Global fund managers bullish amid soft landing consensus



Growth expectations are at a two-year high for global fund managers, with the majority believing a recession is “unlikely” over the next year, Bank of America’s (BofA) latest global Fund Manager Survey (FMS) has revealed.
Of the 226 respondents in BofA’s March survey, a “soft” landing remains the consensus among 62 per cent, while almost a quarter (23 per cent) believe in “no” landing, up from 5 per cent in October 2023.
Some 11 per cent of fund managers still foresee a “hard” landing, although this is down from the 30 per cent of respondents who were sitting in this pool only in Q4 last year.
According to BofA, fund manager sentiment, which is at its most bullish since January 2022, has been front-run by higher stock prices.
Namely, “macro bullishness” drove investors’ equity allocation to net 28 per cent overweight, its highest since February 2022, while allocation to cash fell slightly to net 5 per cent overweight.
“On a relative basis, investors are the most overweight equities versus cash since Nov’21,” the bank said in its report.
Also for the first time since January 2022, respondents were positive on global profit growth, with net 7 per cent of investors expecting profits to improve.

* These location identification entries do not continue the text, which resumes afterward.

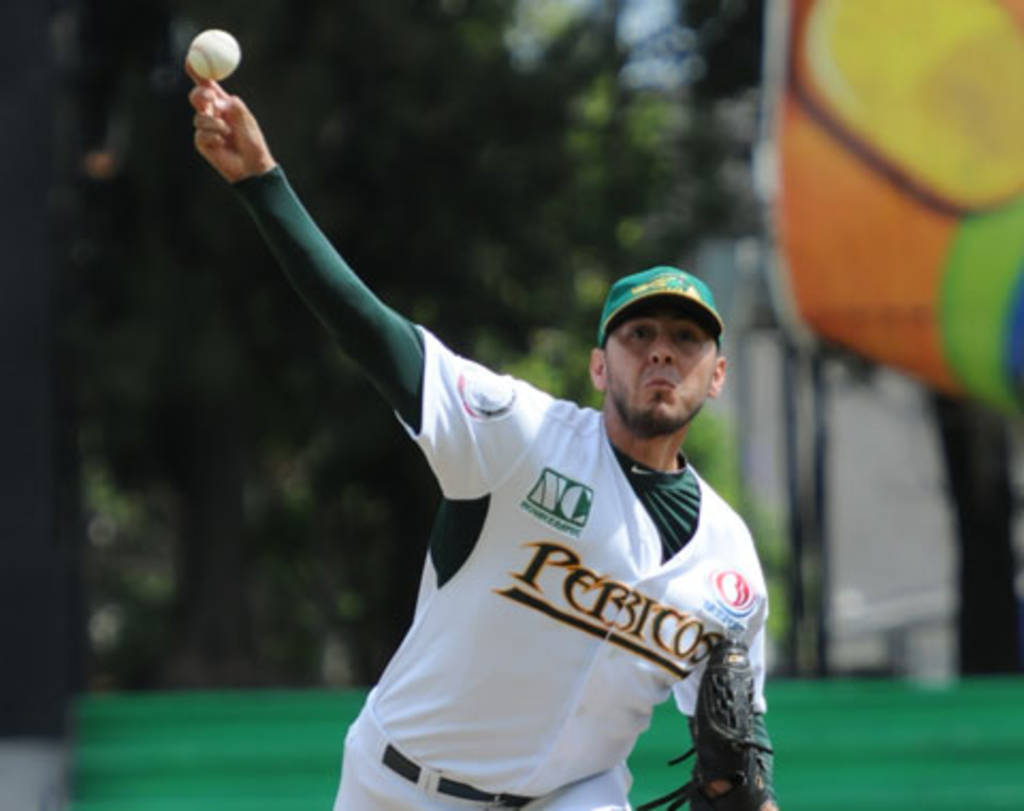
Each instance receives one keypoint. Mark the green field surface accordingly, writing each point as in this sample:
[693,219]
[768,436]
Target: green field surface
[840,744]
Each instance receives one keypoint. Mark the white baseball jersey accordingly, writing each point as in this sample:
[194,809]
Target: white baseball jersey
[540,660]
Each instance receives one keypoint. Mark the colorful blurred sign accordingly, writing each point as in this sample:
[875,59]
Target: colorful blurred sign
[900,210]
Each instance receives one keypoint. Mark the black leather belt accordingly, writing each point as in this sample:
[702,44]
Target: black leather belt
[397,762]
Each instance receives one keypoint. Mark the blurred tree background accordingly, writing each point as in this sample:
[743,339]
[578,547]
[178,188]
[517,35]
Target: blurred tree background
[253,513]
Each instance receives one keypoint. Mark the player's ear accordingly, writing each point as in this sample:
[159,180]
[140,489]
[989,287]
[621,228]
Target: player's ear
[717,377]
[597,369]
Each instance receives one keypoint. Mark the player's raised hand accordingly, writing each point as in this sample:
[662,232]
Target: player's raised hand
[227,135]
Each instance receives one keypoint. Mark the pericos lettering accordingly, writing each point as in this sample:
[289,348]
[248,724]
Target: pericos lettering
[556,583]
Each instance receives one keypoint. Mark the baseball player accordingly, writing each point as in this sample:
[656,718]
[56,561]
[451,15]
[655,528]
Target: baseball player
[579,572]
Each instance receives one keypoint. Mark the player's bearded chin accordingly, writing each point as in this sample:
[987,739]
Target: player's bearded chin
[646,422]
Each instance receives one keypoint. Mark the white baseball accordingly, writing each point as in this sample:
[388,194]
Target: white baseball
[214,54]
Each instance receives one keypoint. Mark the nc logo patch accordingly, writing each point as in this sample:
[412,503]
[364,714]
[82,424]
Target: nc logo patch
[559,502]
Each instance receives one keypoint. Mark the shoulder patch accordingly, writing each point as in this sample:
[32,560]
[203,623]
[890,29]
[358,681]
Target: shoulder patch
[485,395]
[732,593]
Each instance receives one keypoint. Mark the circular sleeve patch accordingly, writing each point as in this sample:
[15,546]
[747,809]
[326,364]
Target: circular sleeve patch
[732,593]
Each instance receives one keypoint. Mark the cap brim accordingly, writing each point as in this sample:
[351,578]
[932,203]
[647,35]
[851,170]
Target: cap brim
[692,307]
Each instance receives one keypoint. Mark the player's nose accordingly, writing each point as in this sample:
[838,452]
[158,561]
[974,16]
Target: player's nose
[660,349]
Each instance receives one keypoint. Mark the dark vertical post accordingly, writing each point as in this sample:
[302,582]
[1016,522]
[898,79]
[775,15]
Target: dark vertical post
[976,446]
[34,572]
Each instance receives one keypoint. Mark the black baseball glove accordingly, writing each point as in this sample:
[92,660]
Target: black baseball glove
[723,732]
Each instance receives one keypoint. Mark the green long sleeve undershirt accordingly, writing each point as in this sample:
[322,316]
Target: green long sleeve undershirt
[386,346]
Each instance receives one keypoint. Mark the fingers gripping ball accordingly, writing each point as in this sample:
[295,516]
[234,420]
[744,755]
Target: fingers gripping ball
[214,54]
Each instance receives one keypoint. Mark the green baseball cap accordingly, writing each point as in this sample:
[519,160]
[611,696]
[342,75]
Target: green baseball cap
[687,290]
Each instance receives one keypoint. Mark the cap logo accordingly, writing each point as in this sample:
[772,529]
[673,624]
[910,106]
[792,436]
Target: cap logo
[665,284]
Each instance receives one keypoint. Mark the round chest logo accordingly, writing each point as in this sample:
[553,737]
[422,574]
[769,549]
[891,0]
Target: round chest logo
[732,592]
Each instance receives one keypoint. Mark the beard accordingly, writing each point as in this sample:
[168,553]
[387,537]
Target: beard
[648,423]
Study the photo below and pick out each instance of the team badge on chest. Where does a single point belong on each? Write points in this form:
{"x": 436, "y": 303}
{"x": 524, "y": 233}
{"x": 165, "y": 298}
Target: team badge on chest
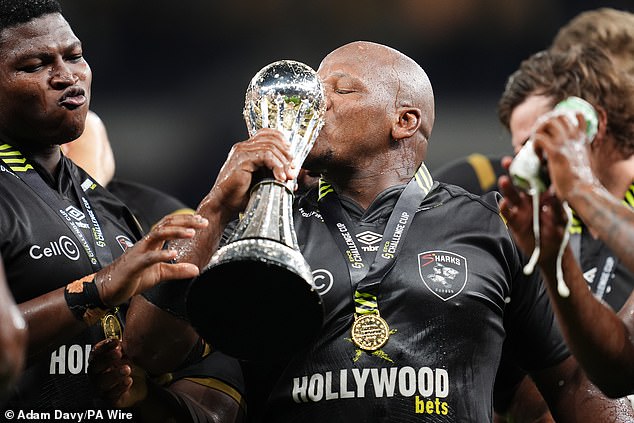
{"x": 444, "y": 273}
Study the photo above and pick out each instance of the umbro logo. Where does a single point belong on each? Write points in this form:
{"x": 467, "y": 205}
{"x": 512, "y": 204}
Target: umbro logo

Meanwhile, a quarter of investors expressed a desire for companies to prioritise returning cash to shareholders, its peak since 2015.
Noting that global fund managers are occupying “bullish but not yet extreme bullish” territory, BofA’s Bull & Bear Indicator now reads at 6.5 on the back of a tick up in average cash levels of FMS investors to 4.4 per cent from 4.2 per cent of AUM.
The bank also revealed that FMS “risk appetite” is at the highest it has been since November 2021, characterised by expectations for small caps to outperform large caps, opposite to investor sentiment in February.
Where are fund managers moving their money?
The biggest month-on-month shift in allocation was into emerging market (EM) stocks, the greatest jump since 2017, now net 16 per cent overweight.
This, BofA said, was at the expense of US, tech and discretionary, which lost the most since 2015. Namely, US equity allocations hit a five-month low at 8 per cent overweight.
Investors also showed a preference for Eurozone stocks, the biggest jump for the asset class since 2020, spiking 24 percentage points month-on-month to net 14 per cent overweight.
Looking at the most crowded trades in March, the “long Magnificent Seven” occupied the top of the ladder at 58 per cent, followed by short China equities (14 per cent), long Japan equities (13 per cent), long bitcoin (10 per cent) and long cash (3 per cent).
Moreover, 40 per cent of respondents agreed that AI stocks are in a bubble, while allocation to technology dropped 10 percentage points to net 26 per cent overweight.
“That said, FMS investors have been overweight tech for the past 12 months (last month’s allocation had been the highest since Aug’20),” BofA added.